Expensing a transfer of funds is incorrect. That will affect the Profit/Loss (Income) statement when you transfer it out and back in, which you do not want, at least for the principle. The interest should be recorded as a interest income.
The general way to account for transferring money is to credit the originating account, and debit the destination account. This will only affect the balance sheet accounts.
For example:
Transferring (buying) 10,000 worth of fix term bank deposits
Fix term bank deposit 10,000
Checking account 10,000
Interest is paid:
Checking account 50
Interest income 50
The bank deposit reaches maturity, so the principle is returned, with the final interest payment.
Checking account 10,050
Fix term bank deposit 10,000
Interest income 50
The accounts Checking account
and Fixed term bank deposit
are asset accounts, which show up on the balance sheet. The Interest income
is an income account, which will show up in the income statement. This is how a fixed term/CD is usually recorded.

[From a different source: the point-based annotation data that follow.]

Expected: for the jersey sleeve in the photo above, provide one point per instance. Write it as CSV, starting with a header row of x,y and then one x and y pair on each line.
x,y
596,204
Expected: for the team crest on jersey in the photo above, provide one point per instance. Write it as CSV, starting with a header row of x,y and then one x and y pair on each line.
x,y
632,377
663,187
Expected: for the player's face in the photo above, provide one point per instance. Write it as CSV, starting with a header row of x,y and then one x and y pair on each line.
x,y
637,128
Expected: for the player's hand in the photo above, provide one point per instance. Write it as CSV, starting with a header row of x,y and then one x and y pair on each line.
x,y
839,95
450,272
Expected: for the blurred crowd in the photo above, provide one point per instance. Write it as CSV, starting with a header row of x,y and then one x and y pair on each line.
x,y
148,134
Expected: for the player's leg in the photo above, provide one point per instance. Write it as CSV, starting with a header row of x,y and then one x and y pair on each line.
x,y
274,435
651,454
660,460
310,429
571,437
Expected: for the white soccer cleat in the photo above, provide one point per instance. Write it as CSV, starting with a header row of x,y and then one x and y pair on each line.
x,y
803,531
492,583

In certain cases, where the business must follow an accounting standard, this may very well be insufficient, but this situation will be unlikely if it's a small private sports club.
Having said that, double check to make sure what you've stated is indeed correct, and look back into the past entries to see how it was dealt with before, especially since you said this bookkeeping job is temporary. I would strongly advise against changing non-recent entries, even if they are incorrect.
For the insurance payments, that would depend on how the damaged assets were accounted for. It's a little hard to say without more detail-- the extent of the damage, how the diminished value was accounted for in the books, the cost of repair materials, etc.